The Caine Mutiny
The Country Girl (winner)
Seven Brides for Seven Brothers
The Adapted Screenplay nominations for 1954 are generally solid, but there are a couple I’d happily switch out and a few I think would qualify as snubs. One film that I could see being argued for a place in the list is Carmen Jones, although it’s not one that I would choose. A Star is Born has a much stronger case, as does Dial M for Murder, which was probably left off because Hitchcock already had Rear Window nominated. On the foreign front, Sansho Dayu would have been a very strong contender, but not nearly as strong as Les Diaboliques, a potential winner in my mind.
Weeding through the Nominees
5. It’s possible that my putting Seven Brides for Seven Brothers on the bottom stems directly from the fact that I dislike this movie intensely. It’s almost certainly a solid adaptation of the original musical, but it really don’t like this story or any of the characters. With this category, I focus far more on the story than the accuracy of the adaptation, which means that a film using the rape of the Sabine women as a guide for conduct is going to fail and fail hard. We got this instead of Les Diaboliques?
4. Sabrina is a movie that I like quite a bit, so I feel a little guilty sticking it in fourth place.

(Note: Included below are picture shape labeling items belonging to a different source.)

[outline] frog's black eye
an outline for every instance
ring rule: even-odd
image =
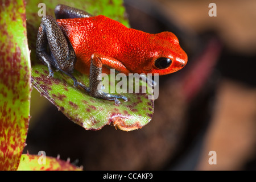
[[[161,69],[167,68],[172,64],[172,60],[169,58],[160,57],[155,61],[155,65],[156,68]]]

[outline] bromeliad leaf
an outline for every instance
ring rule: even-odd
[[[141,128],[151,119],[154,100],[145,94],[122,94],[128,102],[121,101],[116,105],[114,101],[93,98],[79,87],[73,86],[73,81],[66,75],[55,72],[53,78],[48,77],[48,68],[36,59],[35,43],[42,17],[35,14],[40,8],[39,1],[30,1],[27,5],[27,18],[30,48],[31,49],[32,65],[32,83],[34,86],[55,105],[69,119],[86,130],[99,130],[106,125],[112,125],[125,131]],[[44,1],[47,15],[53,15],[54,8],[59,1]],[[123,18],[125,8],[122,1],[102,1],[101,4],[94,1],[82,3],[72,2],[67,5],[85,10],[94,15],[103,14],[128,26]],[[114,12],[114,13],[113,13]],[[99,45],[100,46],[100,45]],[[79,81],[89,86],[89,77],[75,71],[74,76]],[[141,84],[141,83],[137,83]],[[110,87],[115,88],[113,84]]]
[[[0,170],[15,170],[30,119],[31,67],[23,1],[0,6]]]
[[[36,155],[22,154],[18,171],[81,171],[69,161]]]

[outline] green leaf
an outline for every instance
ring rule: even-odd
[[[49,156],[22,154],[18,171],[81,171],[82,168]]]
[[[148,99],[148,93],[122,94],[128,98],[128,102],[121,101],[117,106],[114,101],[93,98],[82,89],[75,88],[72,79],[62,73],[55,72],[53,78],[48,77],[47,67],[40,63],[35,56],[36,35],[41,20],[41,17],[37,14],[40,9],[38,5],[40,2],[30,1],[27,5],[33,86],[69,119],[86,130],[99,130],[106,125],[112,125],[116,128],[130,131],[141,128],[148,123],[151,119],[154,109],[154,100]],[[54,0],[45,1],[44,3],[46,5],[47,14],[52,15],[53,15],[56,5],[65,4],[61,1]],[[125,8],[122,1],[86,1],[82,3],[74,1],[66,5],[84,10],[93,15],[105,15],[128,26],[127,20],[123,18]],[[76,71],[73,75],[79,81],[89,85],[88,76]],[[110,87],[113,89],[115,85],[112,84]],[[150,90],[148,93],[151,93]]]
[[[31,67],[24,2],[0,6],[0,170],[15,170],[30,119]]]

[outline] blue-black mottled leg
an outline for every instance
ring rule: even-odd
[[[57,5],[54,10],[56,19],[88,18],[93,16],[90,14],[74,7],[64,5]]]
[[[90,67],[90,95],[94,97],[107,100],[114,100],[116,104],[119,104],[118,98],[127,101],[126,97],[121,95],[113,95],[102,90],[101,73],[102,72],[102,63],[100,58],[93,55]]]
[[[47,52],[49,45],[51,53]],[[51,16],[42,18],[36,40],[38,57],[48,68],[49,76],[53,76],[52,67],[69,76],[74,81],[74,85],[80,85],[86,92],[88,87],[77,81],[72,75],[76,61],[76,54],[73,47],[66,38],[56,20]]]

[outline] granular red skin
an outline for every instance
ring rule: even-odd
[[[187,54],[170,32],[148,34],[127,28],[104,15],[57,19],[57,22],[74,48],[77,59],[75,68],[85,74],[89,73],[93,55],[98,56],[106,67],[126,75],[169,74],[187,62]],[[169,58],[172,63],[168,68],[158,69],[154,63],[159,57]]]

I mean, this is a Billy Wilder film starring three people (Humphrey Bogart, William Holden, and Audrey Hepburn) who I tend to love in everything they do. The problem is that the reason I like the film is the actors and not so much the story. Oh, the story is fine, but it’s hardly exceptional, even if the dialogue is good. It’s not the worst nomination, but there were others left out that would have been stronger players.

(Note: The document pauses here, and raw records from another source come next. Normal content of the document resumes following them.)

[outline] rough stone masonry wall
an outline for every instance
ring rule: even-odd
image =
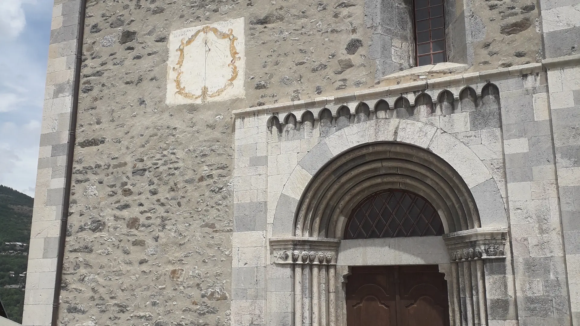
[[[573,323],[578,324],[580,322],[580,66],[550,69],[548,76],[571,314]]]
[[[230,111],[372,85],[362,6],[89,1],[86,11],[59,320],[228,325]],[[168,107],[169,32],[239,17],[245,99]]]

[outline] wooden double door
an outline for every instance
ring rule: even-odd
[[[431,265],[352,267],[347,326],[449,326],[447,285]]]

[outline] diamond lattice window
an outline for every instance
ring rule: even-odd
[[[345,239],[440,236],[439,215],[425,198],[401,190],[375,193],[353,210]]]

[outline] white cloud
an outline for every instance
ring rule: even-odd
[[[31,196],[52,6],[53,0],[0,0],[0,184]]]
[[[22,0],[0,0],[0,38],[13,38],[26,26]],[[3,37],[2,36],[3,35]]]
[[[24,100],[24,99],[14,93],[0,93],[0,112],[12,111],[16,108],[19,103]]]

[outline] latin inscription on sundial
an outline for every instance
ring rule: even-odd
[[[169,105],[243,97],[244,18],[169,34]]]

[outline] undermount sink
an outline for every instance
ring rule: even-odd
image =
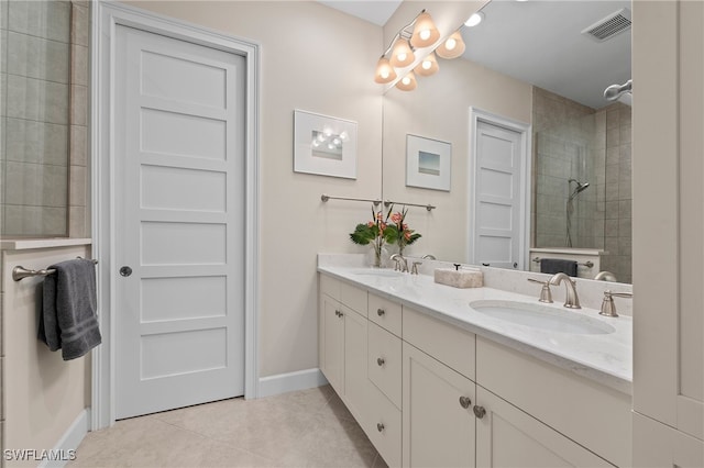
[[[470,307],[476,312],[516,325],[578,335],[606,335],[615,328],[600,320],[569,310],[515,301],[474,301]]]

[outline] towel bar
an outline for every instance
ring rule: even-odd
[[[540,263],[540,257],[536,257],[536,258],[534,258],[532,260],[534,260],[536,264],[539,264],[539,263]],[[580,263],[578,261],[578,265],[581,265],[581,266],[586,267],[586,268],[592,268],[592,267],[594,266],[594,263],[593,263],[592,260],[586,260],[586,261],[585,261],[585,263],[583,263],[583,264],[580,264]]]
[[[80,258],[80,257],[78,257]],[[98,260],[90,260],[94,264],[98,265]],[[12,268],[12,279],[14,281],[20,281],[21,279],[24,278],[33,278],[36,276],[47,276],[47,275],[54,275],[56,272],[55,269],[42,269],[42,270],[31,270],[29,268],[24,268],[22,266],[16,266],[14,268]]]

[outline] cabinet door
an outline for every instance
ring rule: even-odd
[[[473,467],[474,382],[407,343],[403,359],[403,465]]]
[[[476,386],[477,467],[610,467],[603,458]]]
[[[367,403],[366,379],[366,317],[342,307],[344,319],[344,401],[358,422],[363,425]]]
[[[344,393],[344,315],[342,305],[327,296],[322,297],[322,356],[321,370],[338,392]]]

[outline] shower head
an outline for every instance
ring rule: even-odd
[[[590,186],[590,182],[580,182],[576,179],[570,179],[568,181],[568,183],[576,183],[576,187],[574,188],[574,190],[572,191],[572,194],[570,194],[570,199],[573,199],[574,197],[576,197],[579,193],[582,193],[584,190],[586,190]]]
[[[588,186],[590,186],[590,182],[584,182],[584,183],[576,182],[576,189],[574,189],[574,191],[576,193],[583,192],[584,190],[587,189]]]
[[[626,92],[631,92],[634,88],[634,80],[629,79],[624,85],[612,85],[604,90],[604,99],[607,101],[615,101]]]

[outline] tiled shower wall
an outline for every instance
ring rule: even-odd
[[[574,200],[572,246],[604,249],[602,269],[631,282],[630,108],[598,111],[534,88],[531,245],[566,246],[570,178],[588,181]]]
[[[617,102],[597,114],[606,120],[604,249],[602,269],[622,282],[632,281],[631,269],[631,108]]]
[[[590,188],[574,200],[572,245],[602,248],[603,216],[601,231],[598,223],[594,222],[598,192],[595,190],[595,174],[606,149],[597,144],[596,135],[601,129],[597,129],[594,120],[594,110],[538,87],[534,87],[532,97],[535,164],[531,245],[568,246],[565,212],[570,189],[574,188],[569,179],[574,178],[590,182]],[[602,135],[603,141],[605,133]]]
[[[0,1],[0,234],[85,237],[88,2]]]

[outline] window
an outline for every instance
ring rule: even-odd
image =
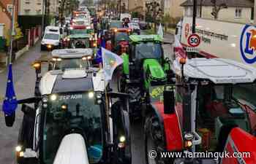
[[[12,15],[12,4],[7,4],[7,11]]]
[[[242,9],[236,9],[235,17],[241,17],[241,15],[242,15]]]
[[[30,9],[24,9],[24,11],[25,11],[25,14],[26,15],[29,15],[29,12],[30,12]]]
[[[188,7],[185,8],[185,16],[191,17],[192,15],[192,7]]]
[[[254,20],[254,17],[255,17],[255,7],[252,7],[251,20]]]

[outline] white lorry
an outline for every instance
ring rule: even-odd
[[[177,24],[176,35],[184,47],[189,47],[192,17]],[[199,54],[206,58],[228,58],[256,67],[256,27],[219,20],[196,19],[196,34],[201,42]]]
[[[123,20],[124,18],[129,18],[129,20],[130,20],[132,18],[132,15],[129,13],[120,14],[120,20]]]

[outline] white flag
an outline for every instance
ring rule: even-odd
[[[160,23],[159,26],[158,27],[157,35],[160,36],[162,38],[164,38],[164,31],[162,31],[161,23]]]
[[[103,70],[105,80],[112,79],[113,73],[118,66],[123,63],[123,59],[116,53],[102,47]]]

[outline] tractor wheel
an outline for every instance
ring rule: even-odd
[[[125,79],[121,74],[117,77],[117,89],[121,93],[124,93],[125,90]]]
[[[173,160],[161,158],[160,152],[165,151],[164,134],[159,119],[154,115],[146,118],[144,124],[144,145],[146,164],[173,163]]]
[[[131,121],[136,117],[141,117],[141,92],[140,88],[136,86],[128,86],[126,88],[127,93],[129,95],[129,115]]]

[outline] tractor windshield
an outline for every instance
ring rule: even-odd
[[[74,29],[70,31],[71,34],[86,34],[86,29]]]
[[[116,32],[116,42],[119,42],[121,41],[127,41],[129,40],[129,36],[127,33],[126,32]]]
[[[53,94],[49,96],[44,119],[42,153],[45,164],[52,164],[62,138],[69,133],[83,136],[90,163],[102,155],[101,106],[94,93]]]
[[[145,58],[162,58],[162,50],[161,44],[154,42],[141,42],[136,44],[135,58],[138,60]]]
[[[83,60],[81,58],[62,58],[61,61],[56,61],[53,69],[86,69],[90,65],[89,62],[89,60]]]
[[[122,28],[122,27],[123,27],[122,23],[120,21],[111,21],[110,22],[110,28]]]
[[[245,104],[256,112],[256,84],[238,85],[233,88],[233,97]],[[256,120],[255,120],[256,121]]]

3: It’s been some time since I’ve done one of these with multiple possible winners. I stared at the top three films for a long time and switched the order around a lot. The Country Girl, the eventual winner, is a film that plays with a lot of expectations and in character and with the way the plot works. While I wouldn’t have chosen it for Best Adapted Screenplay, I fully understand why it won. It’s not the best choice in my opinion, but its winning doesn’t upset me in the least. Hell of a fine movie, and a lot of that comes from how it was written.
2: I have a deep and abiding love for The Caine Mutiny for a lot of the same reasons I like From Here to Eternity. In its own way, The Caine Mutiny is an expose on military culture, although this film deals more with ideas of cowardice, duty, and honor. The bad guys here aren’t evil but pitiable while the good guys turn out to be petty almost to a man. There’s virtually nowhere to put our loyalties by the end. It’s the sort of film that engenders conversation afterwards, and that’s always the sign of a smart screenplay.
1: Rear Window gets my vote, though. In a year where I’d be just about equally happy with any of the top three, or four with Les Diaboliques tossed into the mix, it’s the one that comes out on top. There is huge potential here for Rear Window to fall apart completely because of the limited number of sets, but the whole thing works, slowly building up tension from scene to scene. Part of this comes from Hitchcock’s wizardry behind the camera, but a great deal of this comes from Hitchcock having a hell of a good place from which to start. The ultimate winner isn’t a bad choice, but Rear Window was the best choice.